One city cop—call him Al—who’s younger than Mr. Isaacson said that among the contradictions in his behavior had been his decision to appear on Fox’s show hosted by Tucker Carlson, noting that members of Antifa generally tended to do their talking out in the streets rather than to what they would consider hostile interviewers.

“He probably thinks there’s something in it for him,” he said. “My personal view was he was asking for attention and he got it.”

The officer continued, “Being that he’s an instructor at John Jay, it seemed very weird to me. I think [other cops] were just shocked that someone could say something that stupid. And aggressive. Especially at John Jay, where if you’re not already a cop, you’re planning to be one.”

Too Easy to Stereotype

The “what do we want? Dead cops!” rhetoric goes beyond free speech and amounts to incitement. An argument could be made that the chant a week before the assassination of Officers Liu and Ramos came from a small contingent in a rally that attracted 25,000 people, the great majority of whom did not engage in violent behavior with the cops who were there to keep things orderly. On the other hand, 36,000 city cops often shoulder the weight of the bad actions of a handful of cops on the force, and sometimes, the questionable actions of officers in other cities and other states.

And protesters have been known to occasionally be unwilling to turn down the temperature when actions such as those murders makes greater rhetorical restraint necessary. After cops at Woodhull Hospital turned their backs on the Mayor when he came to pay his respects to Officers Liu and Ramos, and their union leaders accused him of having “blood on his hands” for some of his remarks following the non-indictment in the Garner case and his decision not to bring attention to the “Dead Cops” chant by denouncing it, Cardinal Dolan appealed to them to shelve the angry rhetoric until after the funerals for the two officers.

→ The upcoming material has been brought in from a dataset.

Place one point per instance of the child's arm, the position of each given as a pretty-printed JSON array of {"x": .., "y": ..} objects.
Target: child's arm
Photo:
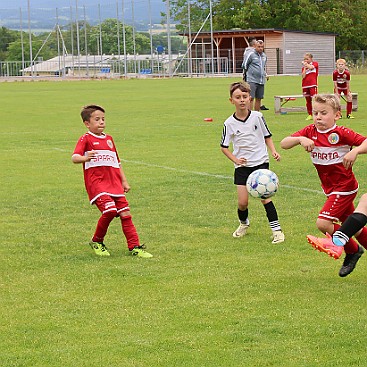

When the Mayor made a similar request of the protesters, it was honored for one day before some of them took to the streets carrying signs that stated “Jail Killer Cops” while others chanted “F--- the police!” during a march through Harlem.

The rationale offered by protest leaders was that it wasn’t their fault that the two cops were murdered and so why should they have to scale back their protests or modulate their tone? They seemed impervious to the logic behind showing that much respect being a potential bridge toward getting their grievances addressed and improving the climate between police and protesters, as if the onus for that was on just one side.

A Serial Offender

It was what Mr. O’Donnell was alluding to when he spoke of the need for “an adult conversation.” And given that this wasn’t Mr. Isaacson’s first death wish for cops—on Dec. 5, 2015, he tweeted, “The solution to American gun violence is more dead cops,” and a week before his “future dead cops” eruption he had tweeted, “What’s even the point of a cop that isn’t dead?”—he’s probably incapable of participating in something like that. At some point, you have to wonder whether the Antifa movement shouldn’t become as concerned as John Jay administrators about the hit inflicted on its credibility by being associated with this enfant terrible.

Mr. de Blasio, at least, showed he had learned from experience, tweeting on the day the story blew up, “New York City won’t stand for the vile anti-police rhetoric of Michael Isaacson and neither should John Jay College.”

Mr. Isaacson’s failure to realize that it was a moment to try to make amends for the damage his words did was reminiscent of some high-school student activists of the late 1960s and early 1970s, and of some Teachers of that era who made a point of telling their classes that they entered the profession for shelter from the military draft rather than to cultivate young minds.

And so whether those students whom Mr. Isaacson casually derided without any thought to the implications of his tweet could forgive him if he eventually returned to teaching at John Jay may be beside the point. Of greater relevance is whether there’s anything they could learn from this rebel without a clue if he remained on the John Jay payroll.